Like grains of sand in an hourglass – time turns, and they slip away.

By LiliaPublished 3 years ago 10 min read
5
A Fluke of Fortune
Photo by Darius Soodmand on Unsplash

Clemens

She’s back today. She beckons to me from the water. Slender arms speckled with sea salt, glistening in the golden glow of sunset. Her emerald eyes shine brighter than the stars, glimmering like the ocean around her. Her hair is the color of precious coral, setting the water around her ablaze.

She beckons again, more urgently. I want to follow, but the rocks are slippery. I hesitate, and she disappears.

Someone grabs hold of my arm, pulls me back from the rocky shore. A woman – her face is familiar, as is the fear and anger on her face, but who is she? She is speaking angrily, something about leaving the house alone. I don’t know why she is mad at me. She’s not my Lorelei, certainly not.

But her voice is commanding, stern. And I feel like a child again, lectured and berated. What did I do wrong? I can’t remember. Some days, my mind is a deserted beach. Memories disappear like footprints in the sand – there one moment, then gone the next, erased by relentless waves. Like grains of sand in an hourglass – time turns, and they slip away. Or like water in my palms – no matter how tightly I close my hands, it still escapes my grasp.

Anton

“This place isn’t safe for him anymore. You need to do something,” the nurse speaks urgently.

I listen, but it’s not the first time I’ve had this conversation.

“I found him by the rocks again… This is the third time this month. He needs to be somewhere with twenty-four hour care.”

I don’t like the way she's emphasizing her words, but I try to keep my cool. It’s not like I have very many options – she’s the fifth nurse I’ve gotten for Dad and the only one to even last a month.

“Can you please say something?” she demands.

I take a deep breath. “I know, I get it. The dementia… It's hard. But my father loves it here. You know that. He won’t leave this place. The ocean, the rocks – they bring back his memories of mom.”

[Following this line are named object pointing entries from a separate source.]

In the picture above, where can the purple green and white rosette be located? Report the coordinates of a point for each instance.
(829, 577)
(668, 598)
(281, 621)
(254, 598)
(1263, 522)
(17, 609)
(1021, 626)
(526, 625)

She’s quiet, eyebrows pinched in debate.

I take my chances and press on. “Imagine what the unfamiliarity of a new place could do to him. Just try to keep a tighter watch on him… Will ya?”

She purses her lips but nods.

I go outside to where Dad is sitting on the small covered deck. He’s staring absentmindedly at the horizon, where a grey column hangs over the choppy waters. He starts a little when he sees me, and for a moment, I’m worried that he won’t recognize me. But then he smiles, and I relax.

“Hey Dad, I, uh, heard about your recent escapade.”

He ignores me and asks instead, “Is she gone yet?”

“Sorry, your nurse?”

He nods vigorously.

“Um, yea, she just left.”

His face lights up like a small child’s, and he grabs my wrist, whispering excitedly, “Let’s go, your mother is waiting.”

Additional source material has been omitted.